Industry analysts observe that the trend toward consolidation—where smaller, independent hospitals are absorbed into larger health systems—is largely a reaction to this fiscal pressure. By achieving scale, systems hope to gain the leverage necessary to negotiate better rates with private payers. However, regulators have begun to scrutinize this consolidation, fearing it leads to higher costs for consumers, creating a "catch-22" for hospitals.
Implications for the Future of Care
If the trends identified by Lee continue, the following implications for the U.S. healthcare landscape appear likely:
- Increased Wait Times for Government Beneficiaries: As systems struggle to remain solvent, administrative triage will likely prioritize patients who provide a positive margin, naturally pushing government-insured patients to the back of the queue.

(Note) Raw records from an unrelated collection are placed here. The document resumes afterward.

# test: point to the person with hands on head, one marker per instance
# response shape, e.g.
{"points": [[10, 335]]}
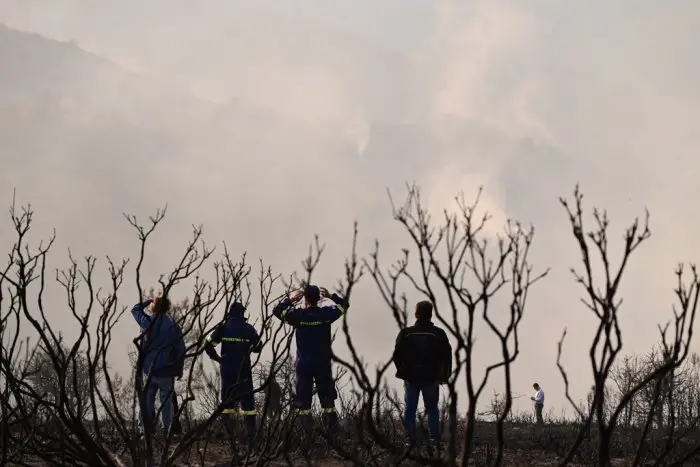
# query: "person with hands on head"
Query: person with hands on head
{"points": [[238, 339], [423, 359], [162, 347], [312, 324]]}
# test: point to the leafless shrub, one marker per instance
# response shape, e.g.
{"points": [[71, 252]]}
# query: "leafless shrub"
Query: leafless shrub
{"points": [[601, 292]]}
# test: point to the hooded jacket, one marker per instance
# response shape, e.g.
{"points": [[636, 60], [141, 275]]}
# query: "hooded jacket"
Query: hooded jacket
{"points": [[238, 339], [161, 343], [313, 329], [423, 354]]}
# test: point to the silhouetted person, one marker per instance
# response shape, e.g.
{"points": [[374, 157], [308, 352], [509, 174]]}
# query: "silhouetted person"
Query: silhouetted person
{"points": [[273, 399], [163, 348], [538, 399], [314, 354], [238, 339], [423, 359]]}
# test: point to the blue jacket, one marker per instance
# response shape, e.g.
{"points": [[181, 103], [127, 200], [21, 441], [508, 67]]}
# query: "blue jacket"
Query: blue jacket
{"points": [[161, 341], [238, 339], [313, 329]]}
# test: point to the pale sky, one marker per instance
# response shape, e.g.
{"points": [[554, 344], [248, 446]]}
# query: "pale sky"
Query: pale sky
{"points": [[271, 121]]}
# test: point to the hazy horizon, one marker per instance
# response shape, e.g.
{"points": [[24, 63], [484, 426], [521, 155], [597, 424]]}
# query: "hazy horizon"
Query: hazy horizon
{"points": [[269, 122]]}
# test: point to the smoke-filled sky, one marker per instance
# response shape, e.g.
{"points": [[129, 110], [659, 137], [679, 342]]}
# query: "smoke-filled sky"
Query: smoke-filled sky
{"points": [[269, 122]]}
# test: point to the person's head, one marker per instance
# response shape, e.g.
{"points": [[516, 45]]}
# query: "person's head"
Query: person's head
{"points": [[312, 295], [424, 311], [236, 310], [161, 305]]}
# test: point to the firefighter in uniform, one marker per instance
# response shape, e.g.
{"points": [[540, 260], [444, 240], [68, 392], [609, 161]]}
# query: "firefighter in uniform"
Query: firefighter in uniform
{"points": [[238, 339], [312, 324]]}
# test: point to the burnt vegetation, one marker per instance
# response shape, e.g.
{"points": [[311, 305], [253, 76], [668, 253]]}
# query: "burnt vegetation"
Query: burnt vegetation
{"points": [[63, 404]]}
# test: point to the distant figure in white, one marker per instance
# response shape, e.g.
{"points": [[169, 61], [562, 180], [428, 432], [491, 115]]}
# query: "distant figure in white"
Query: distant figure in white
{"points": [[538, 399]]}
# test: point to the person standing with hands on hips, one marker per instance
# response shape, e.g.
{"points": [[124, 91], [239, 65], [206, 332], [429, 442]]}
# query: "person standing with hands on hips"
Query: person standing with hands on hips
{"points": [[423, 359], [238, 340]]}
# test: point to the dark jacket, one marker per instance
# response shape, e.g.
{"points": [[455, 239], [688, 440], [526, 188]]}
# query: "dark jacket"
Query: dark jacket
{"points": [[423, 354], [161, 342], [313, 330], [238, 339]]}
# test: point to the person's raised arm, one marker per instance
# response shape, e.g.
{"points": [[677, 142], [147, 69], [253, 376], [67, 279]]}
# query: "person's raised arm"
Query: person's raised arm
{"points": [[255, 340], [212, 341], [446, 356], [139, 313], [397, 356]]}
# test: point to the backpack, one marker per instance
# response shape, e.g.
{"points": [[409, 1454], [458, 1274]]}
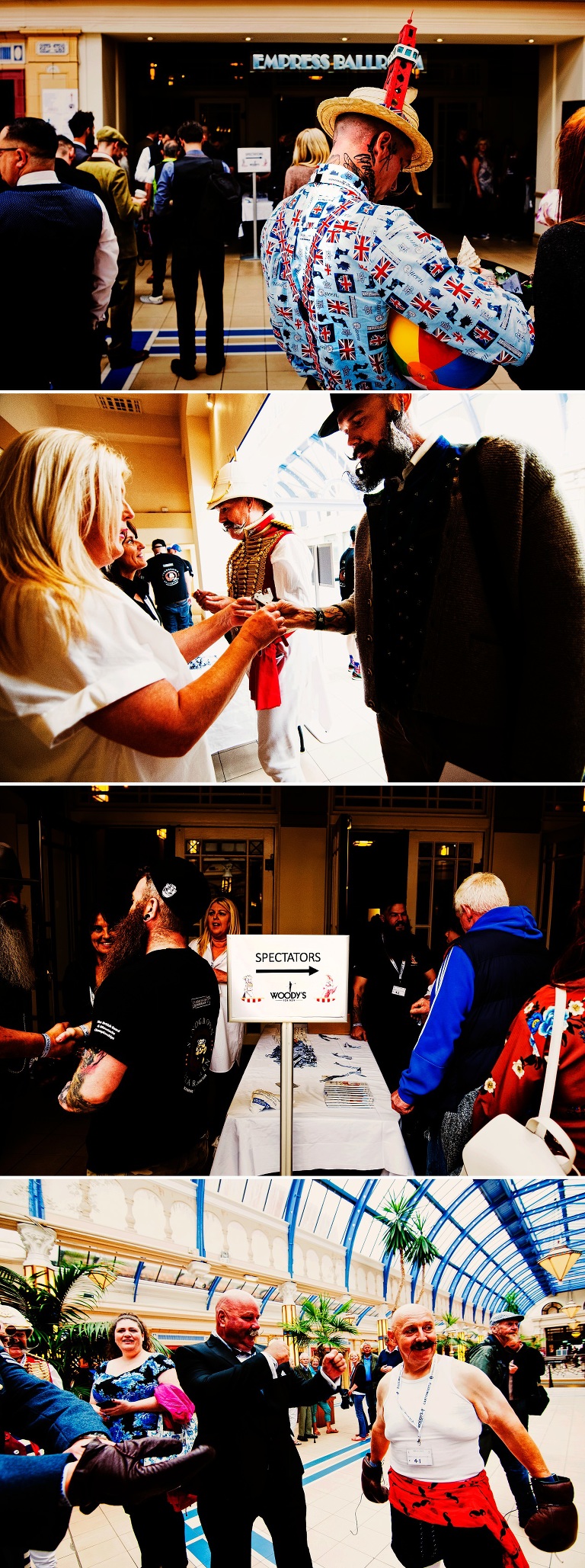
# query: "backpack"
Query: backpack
{"points": [[222, 203]]}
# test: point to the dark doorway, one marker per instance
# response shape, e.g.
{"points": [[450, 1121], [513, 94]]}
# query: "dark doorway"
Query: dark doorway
{"points": [[7, 99], [377, 874]]}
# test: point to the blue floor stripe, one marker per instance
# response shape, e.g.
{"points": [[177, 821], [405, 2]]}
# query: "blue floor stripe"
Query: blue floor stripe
{"points": [[324, 1457], [158, 351], [229, 332], [197, 1544]]}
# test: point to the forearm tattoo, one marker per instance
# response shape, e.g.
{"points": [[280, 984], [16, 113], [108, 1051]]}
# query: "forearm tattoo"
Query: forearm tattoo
{"points": [[334, 618], [71, 1096]]}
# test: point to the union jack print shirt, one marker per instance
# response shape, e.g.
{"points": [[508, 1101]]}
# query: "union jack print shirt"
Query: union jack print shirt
{"points": [[336, 264]]}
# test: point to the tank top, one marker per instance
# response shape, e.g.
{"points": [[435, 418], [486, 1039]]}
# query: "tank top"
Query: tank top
{"points": [[450, 1425]]}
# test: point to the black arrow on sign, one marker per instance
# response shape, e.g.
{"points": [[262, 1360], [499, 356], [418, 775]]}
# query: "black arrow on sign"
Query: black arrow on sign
{"points": [[284, 973]]}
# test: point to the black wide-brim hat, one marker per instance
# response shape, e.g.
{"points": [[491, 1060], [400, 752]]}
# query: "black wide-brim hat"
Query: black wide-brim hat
{"points": [[339, 402], [182, 888]]}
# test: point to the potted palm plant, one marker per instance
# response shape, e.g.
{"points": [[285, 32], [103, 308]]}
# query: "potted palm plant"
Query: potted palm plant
{"points": [[59, 1316], [420, 1252], [319, 1327]]}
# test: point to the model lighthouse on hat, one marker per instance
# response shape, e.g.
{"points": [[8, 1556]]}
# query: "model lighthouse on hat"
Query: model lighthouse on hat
{"points": [[404, 59]]}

- Specialization of Facilities: We may see a rise in "boutique" or "concierge" clinics that exclusively serve commercial or self-pay patients, further hollowing out the availability of primary care for the general population.
- Political Instability: The growing disparity between commercial and government coverage is likely to become a central political issue. As the middle class finds itself increasingly squeezed by high premiums and low access, the demand for radical healthcare reform will intensify.
- Operational Transformation: Health systems will be forced to aggressively pursue automation and AI-driven clinical efficiency. If they cannot increase revenue, they must drastically reduce the cost of care delivery to match the government’s reimbursement rates.
Conclusion: The Path Forward
James Lee’s testimony at the HFMA conference serves as a warning that the American healthcare system is currently living on borrowed time—and borrowed money. The model that worked in the late 20th century is failing to meet the demands of the 21st.
For the system to avoid the "separate and unequal" future that Lee fears, stakeholders must address the underlying economic imbalance. This requires a difficult conversation about the true cost of care, the role of government funding, and the sustainability of a system that relies on a shrinking pool of commercial patients to subsidize the health of the nation’s most vulnerable populations. As it stands, the "breaking point" is no longer a distant theoretical concern; for many health systems, it is the reality of their daily operations.